Meant to protect surgical staff from breathing in smoke, patients, especially cesarean-section babies who can breathe in the smoke at the time of birth, will also benefit.
“If we aren’t horrified to what [surgical smoke] is doing to our nurses, I hope we’re horrified by the effects to brand new infants,” Berg said.
John Zender, a perioperative registered nurse at the University of Minnesota and retired firefighter, said surgical smoke is prevalent in approximately 90% of surgeries and is full of carcinogenic and mutagenic cells that can include over 150 hazardous gasses and vapors like benzine, hydrogen cyanide, formaldehyde, bio aerosols, dead and live cells, viruses and blood fragments.
“In a house fire, believe it or not, many of these hazardous chemicals are similar,” he said. “Thankfully, in my 20 years as a firefighter, I did not have to experience smoke from burning flesh. Only in the operating room, where we’re all expected to be clean and sterile, do I experience burning flesh smoke.”
Anne Jones, a retired perioperative nurse, said surgical masks are not designed to prevent breathing in surgical smoke.
“During larger open procedures, the entire team is working in a literal cloud of smoke,” she said. “The most efficient solution is smoke evacuation.”

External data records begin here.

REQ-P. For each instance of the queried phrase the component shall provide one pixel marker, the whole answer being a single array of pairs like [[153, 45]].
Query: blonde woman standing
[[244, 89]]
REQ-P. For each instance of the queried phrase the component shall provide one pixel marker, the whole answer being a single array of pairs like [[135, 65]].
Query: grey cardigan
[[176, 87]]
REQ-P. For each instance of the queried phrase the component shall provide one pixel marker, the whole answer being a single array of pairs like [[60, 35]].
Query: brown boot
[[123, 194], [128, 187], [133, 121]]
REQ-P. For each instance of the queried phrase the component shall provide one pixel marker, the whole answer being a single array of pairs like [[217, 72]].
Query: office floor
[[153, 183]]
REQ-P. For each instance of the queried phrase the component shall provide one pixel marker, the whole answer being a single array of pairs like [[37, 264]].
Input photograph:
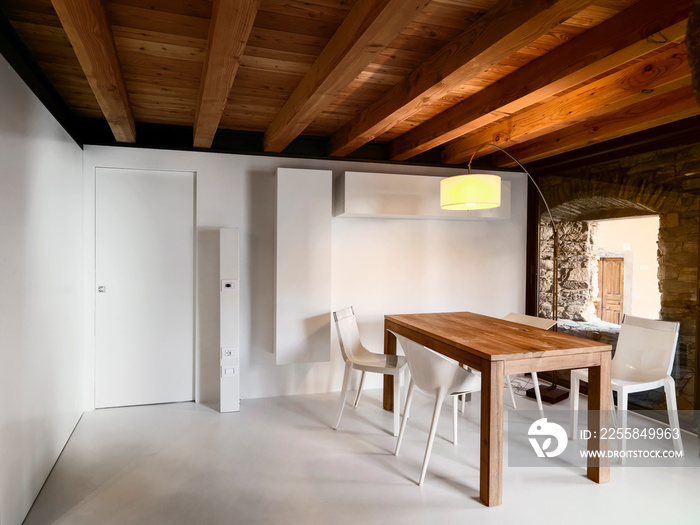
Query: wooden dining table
[[498, 348]]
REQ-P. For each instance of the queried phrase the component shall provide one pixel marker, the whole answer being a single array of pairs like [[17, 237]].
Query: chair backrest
[[645, 349], [348, 334], [430, 371], [529, 320]]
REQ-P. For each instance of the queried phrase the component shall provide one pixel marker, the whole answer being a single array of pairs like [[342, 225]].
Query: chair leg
[[622, 409], [613, 413], [573, 403], [510, 391], [454, 418], [672, 406], [409, 398], [536, 383], [397, 403], [343, 393], [439, 399], [359, 390]]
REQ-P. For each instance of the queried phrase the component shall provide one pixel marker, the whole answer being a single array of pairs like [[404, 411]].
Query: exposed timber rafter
[[638, 30], [670, 107], [370, 26], [229, 29], [501, 31], [645, 79], [90, 34]]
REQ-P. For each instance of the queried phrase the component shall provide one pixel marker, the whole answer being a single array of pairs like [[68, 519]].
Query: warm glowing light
[[470, 192]]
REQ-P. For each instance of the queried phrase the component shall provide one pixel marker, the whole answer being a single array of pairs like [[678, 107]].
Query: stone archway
[[575, 202]]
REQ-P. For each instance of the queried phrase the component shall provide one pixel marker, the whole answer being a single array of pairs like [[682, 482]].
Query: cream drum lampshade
[[470, 192]]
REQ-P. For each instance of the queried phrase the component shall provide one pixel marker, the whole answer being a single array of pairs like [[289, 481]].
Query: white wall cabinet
[[391, 196], [303, 266]]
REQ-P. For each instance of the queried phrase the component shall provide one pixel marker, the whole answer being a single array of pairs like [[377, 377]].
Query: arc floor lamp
[[480, 191]]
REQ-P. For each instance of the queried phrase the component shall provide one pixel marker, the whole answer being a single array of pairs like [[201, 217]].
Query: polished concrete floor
[[278, 462]]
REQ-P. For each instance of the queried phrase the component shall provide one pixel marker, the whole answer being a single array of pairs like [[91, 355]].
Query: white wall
[[379, 265], [41, 332]]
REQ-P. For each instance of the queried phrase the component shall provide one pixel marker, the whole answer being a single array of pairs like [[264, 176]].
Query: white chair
[[437, 375], [535, 322], [357, 357], [643, 361]]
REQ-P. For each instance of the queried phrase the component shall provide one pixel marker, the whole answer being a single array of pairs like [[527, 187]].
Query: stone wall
[[577, 270], [666, 183]]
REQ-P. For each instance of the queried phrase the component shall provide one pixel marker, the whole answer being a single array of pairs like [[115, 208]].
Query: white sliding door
[[144, 319]]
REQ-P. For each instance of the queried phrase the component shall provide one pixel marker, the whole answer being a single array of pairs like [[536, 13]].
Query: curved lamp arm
[[555, 278]]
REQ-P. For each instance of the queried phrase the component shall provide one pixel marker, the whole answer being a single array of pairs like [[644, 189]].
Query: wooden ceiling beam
[[501, 31], [669, 107], [90, 34], [229, 29], [632, 33], [370, 26], [658, 74]]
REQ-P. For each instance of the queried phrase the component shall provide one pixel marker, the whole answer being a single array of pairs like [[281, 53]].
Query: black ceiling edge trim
[[172, 137], [25, 65], [680, 133]]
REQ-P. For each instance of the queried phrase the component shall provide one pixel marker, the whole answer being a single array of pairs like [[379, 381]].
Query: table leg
[[599, 392], [389, 349], [491, 464]]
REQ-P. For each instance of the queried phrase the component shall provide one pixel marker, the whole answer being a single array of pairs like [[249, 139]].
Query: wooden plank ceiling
[[538, 77]]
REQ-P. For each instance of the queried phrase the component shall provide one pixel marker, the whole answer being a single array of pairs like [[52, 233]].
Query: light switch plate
[[229, 285], [228, 352]]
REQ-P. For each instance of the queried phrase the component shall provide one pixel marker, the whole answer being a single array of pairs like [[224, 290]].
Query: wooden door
[[611, 283]]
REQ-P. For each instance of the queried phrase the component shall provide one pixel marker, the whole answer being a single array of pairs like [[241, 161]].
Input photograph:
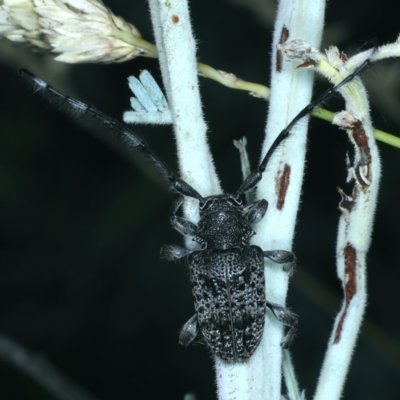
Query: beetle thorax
[[223, 224]]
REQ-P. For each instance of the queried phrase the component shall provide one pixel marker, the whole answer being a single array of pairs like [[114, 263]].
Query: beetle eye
[[235, 201], [207, 204]]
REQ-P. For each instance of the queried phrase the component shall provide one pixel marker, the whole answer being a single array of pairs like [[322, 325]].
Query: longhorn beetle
[[227, 273]]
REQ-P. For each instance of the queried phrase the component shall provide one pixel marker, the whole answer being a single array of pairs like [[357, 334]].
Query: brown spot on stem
[[350, 285], [284, 180], [279, 57], [347, 202], [362, 170]]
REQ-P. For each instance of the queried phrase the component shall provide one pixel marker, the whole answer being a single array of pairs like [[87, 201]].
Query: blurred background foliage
[[82, 219]]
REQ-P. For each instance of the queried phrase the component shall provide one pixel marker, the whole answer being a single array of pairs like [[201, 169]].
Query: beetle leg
[[287, 318], [255, 211], [173, 252], [189, 331], [282, 257]]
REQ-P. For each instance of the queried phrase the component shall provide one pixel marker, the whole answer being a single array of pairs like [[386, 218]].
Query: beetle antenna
[[120, 129], [251, 181]]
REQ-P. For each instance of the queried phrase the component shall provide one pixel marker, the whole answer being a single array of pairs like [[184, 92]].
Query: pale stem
[[354, 236], [260, 377], [177, 55]]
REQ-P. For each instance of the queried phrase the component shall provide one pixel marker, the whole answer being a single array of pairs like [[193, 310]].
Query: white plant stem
[[354, 236], [291, 89], [177, 56]]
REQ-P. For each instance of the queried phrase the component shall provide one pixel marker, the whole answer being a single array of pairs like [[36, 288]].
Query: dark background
[[82, 220]]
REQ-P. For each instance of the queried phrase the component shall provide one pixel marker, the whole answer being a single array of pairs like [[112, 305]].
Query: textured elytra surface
[[229, 291]]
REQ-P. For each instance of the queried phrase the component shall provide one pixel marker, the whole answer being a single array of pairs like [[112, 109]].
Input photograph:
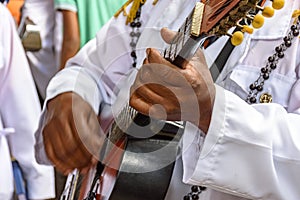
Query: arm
[[249, 151], [71, 36]]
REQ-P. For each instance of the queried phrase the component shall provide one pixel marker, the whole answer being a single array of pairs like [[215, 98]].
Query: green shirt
[[92, 14]]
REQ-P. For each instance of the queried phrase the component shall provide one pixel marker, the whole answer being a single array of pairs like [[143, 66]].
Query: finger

According to the Association of periOperative Registered Nurses, surgical smoke can be safely and effectively eliminated with available technologies. Captured surgical smoke is disposed of as hazardous waste, and smoke evacuation does not involve construction costs or changes to a facility’s HVAC system or general room ventilation.
According to Jones, many health care facilities already have smoke evacuation equipment in place, but use of it is currently voluntary.